What does the article aggregation page feature? One page, for instance, is titled “The Politics of Global Warming”. On it we can find interacting elements such as evolving textual summaries, timelines, audio content, image and video content. Areas can be expanded, while other areas scroll with you. You can sort in a variety of ways, like to restrict the news to quotes, or US news, or by showing the oldest news first. There are widgets like maps showing a person’s location while streaming their audio quote. User comments are available too. Clicking on “Opinion” will list editorials only. Additionally, you can subscribe to email updates for a particular story set.
That’s a lot of variety and room for interaction, though I can’t yet tell if I wouldn’t actually prefer a mostly-text-only overview of the same thing, presenting overviews, quotes, insights, images etc. in the order the journalist (or the editors of Wikipedia collectively presenting a topic) would deem most reasonable... to decide on that I’d have to give this a longer try. Are these many choices empowering, or confusing?
In regards to partnerships, which always creates interesting fields for conflicts of interests, the New York Times is probably the one news organization that Google grants closest insight access for reporting. For instance, Google once allowed a NYT reporter to spend a day with the search quality team, “observing some internal meetings and talking to several top engineers.” The NYT has also employed search engine optimization techniques in the past which were often found to be borderline, even though we didn’t see Google punish them for it (I won’t conclude anything the NYT did was blackhat, because we often don’t know what exactly the Googlebot saw at which point in time; we may want to assume innocent until proven guilty, but we also need to realize that the one most likely to have proof in these and future cases will always be Google Inc). Instead, Google has started to offer more official ways for news organizations to get their content indexed in Google while hiding it to a portion of users through a “First Click Free” policy. This is not to state that Google is already playing favors or will do so in the future, but when Google calls a particular source a “world-class” news organization in a blog post and partners with them in their tools, we at least have reason to take a closer look.
Now, in old Google News, the bias created by any particular news organization is somewhat balanced by presenting a huge variety of news organizations. Google’s new experiment does not have this great source variety. Thus, the bias from the content producer is carried on by the tool maker. Here is a sample of NYT bias alleged by editors of Wikipedia – whether or not you agree with this particular bit, it goes to show that there’s at least grounds for discussion when Google decides to go with a limited set of sources only:
In the build up to the 2003 war the New York Times published a number of stories claiming to prove that Iraq possessed WMD. One story in particular, written by Judith Miller helped persuade the American public that Iraq had WMD: in September 2002 she wrote about an intercepted shipment of aluminum tubes which the NYT said were to be used to develop nuclear material. It is now clear that they could not be used for that purpose. The story was followed up with television appearances by Colin Powell, Donald Rumsfeld and Condoleezza Rice all pointing to the story as part of the basis for taking military action against Iraq. Miller’s sources were introduced to her by Ahmed Chalabi, an Iraqi exile favorable to a U.S. invasion of Iraq. Miller is also listed as a speaker for The Middle East Forum, an organization which openly declared support for an invasion.

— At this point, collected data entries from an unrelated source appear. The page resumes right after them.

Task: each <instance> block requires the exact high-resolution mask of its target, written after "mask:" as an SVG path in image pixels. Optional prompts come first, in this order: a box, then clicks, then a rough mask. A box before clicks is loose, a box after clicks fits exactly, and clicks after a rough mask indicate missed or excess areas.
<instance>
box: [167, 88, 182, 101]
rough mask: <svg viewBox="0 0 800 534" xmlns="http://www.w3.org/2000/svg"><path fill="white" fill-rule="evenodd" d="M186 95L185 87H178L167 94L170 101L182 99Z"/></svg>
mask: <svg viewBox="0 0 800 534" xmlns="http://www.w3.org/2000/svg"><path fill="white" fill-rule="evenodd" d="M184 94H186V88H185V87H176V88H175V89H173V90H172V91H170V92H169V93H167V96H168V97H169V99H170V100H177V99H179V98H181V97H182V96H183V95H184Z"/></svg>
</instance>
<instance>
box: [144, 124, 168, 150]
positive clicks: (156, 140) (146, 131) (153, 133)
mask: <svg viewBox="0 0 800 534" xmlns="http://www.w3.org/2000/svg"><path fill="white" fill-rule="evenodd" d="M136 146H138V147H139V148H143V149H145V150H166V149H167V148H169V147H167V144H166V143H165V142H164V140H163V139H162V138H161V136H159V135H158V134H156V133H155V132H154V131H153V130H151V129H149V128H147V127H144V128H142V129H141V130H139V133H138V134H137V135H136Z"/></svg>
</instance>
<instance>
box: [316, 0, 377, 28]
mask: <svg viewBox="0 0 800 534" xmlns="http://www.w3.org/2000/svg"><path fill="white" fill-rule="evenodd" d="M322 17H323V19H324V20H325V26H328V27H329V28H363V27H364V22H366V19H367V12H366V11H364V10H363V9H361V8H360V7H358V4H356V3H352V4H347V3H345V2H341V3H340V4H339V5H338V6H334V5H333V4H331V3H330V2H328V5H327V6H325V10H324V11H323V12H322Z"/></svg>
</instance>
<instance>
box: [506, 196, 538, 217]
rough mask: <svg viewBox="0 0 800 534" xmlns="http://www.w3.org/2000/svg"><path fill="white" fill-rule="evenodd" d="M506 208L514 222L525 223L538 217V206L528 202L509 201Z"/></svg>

From another angle, propaganda and power structures critic Noam Chomsky in an interview once stated:
[T]he elite media are sort of the agenda-setting media. That means The New York Times, The Washington Post, the major television channels, and so on. They set the general framework. Local media more or less adapt to their structure.
And they do this in all sorts of ways: by selection of topics, by distribution of concerns, by emphasis and framing of issues, by filtering of information, by bounding of debate within certain limits. They determine, they select, they shape, they control, they restrict – in order to serve the interests of dominant, elite groups in the society.
The New York Times is certainly the most important newspaper in the United States, and one could argue the most important newspaper in the world. The New York Times plays an enormous role in shaping the perception of the current world on the part of the politically active, educated classes. Also The New York Times has a special role, and I believe its editors probably feel that they bear a heavy burden, in the sense that The New York Times creates history.
That is, history is what appears in The New York Times archives; the place where people will go to find out what happened is The New York Times. Therefore it’s extremely important if history is going to be shaped in an appropriate way, that certain things appear, certain things not appear, certain questions be asked, other questions be ignored, and that issues be framed in a particular fashion. Now in whose interests is history being so shaped? Well, I think that’s not very difficult to answer.
And again, I don’t think it’s important whether we agree with this personal particular view... we just need to realize that these are the types of issues that come up when there’s a limited source set. Google as a content-agnostic “mere toolmaker” needs to answer less questions on editorial guidelines – favoring one news source over another, however, is in itself an editorial decision. Thus we will need to ask new questions aimed at Google, too, like the following: How would a “living story” present the build up to another war?